Mon feu de poupe déconne. Impossible de remplacer le fil qui serpente dans la goulotte noyée au cœur de la stratification du roof.  Je devrais profiter de ce moment de répit pour désoxyder le cuivre et remettre ce feu en état de marche. Et tiens, pendant que j’y suis, désoxyder aussi un grand coup mes neurones. Les idées noires m’assaillent et court-circuitent mon raisonnement. Je sais que c’est important… vital. Un matériel et une tête qui fonctionnent. Le b.a.-ba du navigateur.  L’océan près des côtes est sillonné de cargos en plus ou moins bon état. Mon amour pour toi est aussi délabré que leur coque.  Le danger rôde la nuit, comme une hyène affamée et nécrophile. Toujours prête à faire ses coups en douce, hypocrite, sans scrupule… comme toi.

Je viens de croiser des dauphins qui chassaient en groupe. Je les ai observés un long moment. Après avoir repéré un banc de sardines, je les ai vus les entourer peu à peu, jusqu’à les contraindre à remonter à la surface. Puis l’offensive fut brutale et de courte durée. Encerclés, affolés, les poissons argentés finissaient inexorablement dans les gueules grandes ouvertes. Deux femelles, restées à l’écart, s’occupaient des petits abandonnés pendant cette quête de nourriture. Les jeunes dauphins entamèrent alors des figures complexes en des mouvements désordonnés et sifflèrent par leur évent un hymne à la mort… Leurs yeux imploraient ma mansuétude. Comme toi, avant.

À moins que je ne l’aie rêvé. Je ne sais plus… J’ai si chaud et si froid en même temps.

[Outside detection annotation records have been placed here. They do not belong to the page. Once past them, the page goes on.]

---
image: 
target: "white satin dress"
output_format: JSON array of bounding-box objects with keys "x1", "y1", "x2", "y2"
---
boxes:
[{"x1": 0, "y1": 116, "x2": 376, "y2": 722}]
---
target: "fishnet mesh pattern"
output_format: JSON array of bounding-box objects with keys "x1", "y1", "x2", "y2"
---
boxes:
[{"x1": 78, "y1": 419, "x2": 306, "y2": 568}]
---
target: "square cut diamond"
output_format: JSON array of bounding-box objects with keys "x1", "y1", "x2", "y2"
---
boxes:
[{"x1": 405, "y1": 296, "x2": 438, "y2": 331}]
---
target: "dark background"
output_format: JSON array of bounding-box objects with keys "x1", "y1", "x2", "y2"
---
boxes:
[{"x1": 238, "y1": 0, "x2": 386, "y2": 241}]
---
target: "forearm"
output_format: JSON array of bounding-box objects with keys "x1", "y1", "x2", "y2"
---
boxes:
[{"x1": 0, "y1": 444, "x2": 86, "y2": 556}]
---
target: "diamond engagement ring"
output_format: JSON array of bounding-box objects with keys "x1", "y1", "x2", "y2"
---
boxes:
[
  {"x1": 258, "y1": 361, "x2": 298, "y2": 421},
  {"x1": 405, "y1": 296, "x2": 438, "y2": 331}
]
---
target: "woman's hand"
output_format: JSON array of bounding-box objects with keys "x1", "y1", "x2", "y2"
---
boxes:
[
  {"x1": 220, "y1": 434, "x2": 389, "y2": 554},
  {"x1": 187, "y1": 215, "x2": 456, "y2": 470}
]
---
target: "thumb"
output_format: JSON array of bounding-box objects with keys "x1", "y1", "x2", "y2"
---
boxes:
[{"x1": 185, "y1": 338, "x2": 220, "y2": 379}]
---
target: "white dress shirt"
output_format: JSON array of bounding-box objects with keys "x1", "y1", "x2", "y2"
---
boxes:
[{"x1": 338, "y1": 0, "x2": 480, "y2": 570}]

Je finis par oublier l’enjeu de cette course autour du monde : l’argent claqué par mon sponsor dans l’armement du bateau, les retombées médiatiques si j’arrive en tête de ce défi. Le million d’euros dépensé est déjà largement compensé en termes de communication, quelle que soit la bonne ou la mauvaise fortune de ce périple. En aidant un challenger malchanceux à réparer son mat au large du Cap Vert, et en soignant tant bien que mal, l’articulation de son épaule démise, j’ai rempli mon contrat. Maintenant, que je gagne ou perde, ils s’en foutent. Comme toi.

L’inaction me déprime. Je pourrais prendre un livre et t’oublier dans ses pages. J’ai embarqué une vingtaine d’ouvrages. Mais là, si je devais m’en emparer d’un, j’en connais d’avance le titre, sa couverture jaunie, son parfum désuet, ses pages cornées, ses phrases soulignées à l’encre de Chine.  Je le sais par cœur. Et pourtant, ce serait lui et nul autre. Faudra t-il que j’attende de doubler le Cap de Bonne-Espérance pour lancer à la mer le message paraphrasant son auteur : «  Je continue sans escale vers les îles du Pacifique, parce que je suis heureux en mer, et peut-être aussi pour sauver mon âme. » Oui, je pourrais ne jamais revenir et continuer ad vitam aeternam « La Longue Route ». Que mon bateau ne me ramène en aucun cas, à toi !

J’aimerais peindre cette étendue linéaire, ce vide où s’affrontent deux nuances de bleu. Avec le néant au-delà de l’horizon. Pourrais-je alors tomber en extase, trouver un absolu auquel me soumettre ? Je lève les yeux au ciel, mais à force de scruter le soleil en face, la cécité me guette. L’Art pourrait-il gommer la futilité de mon existence, me rendre moins dépendant de mes humeurs et de mes rêves, me fournir une fois pour toutes le bon cap ? J’en doute et je crains fort d’être contraint de louvoyer et de souffrir encore et encore, sans espoir de rémission. On ne gomme pas sa petitesse avec de la gouache. Cela me ramène à toi, inexorablement.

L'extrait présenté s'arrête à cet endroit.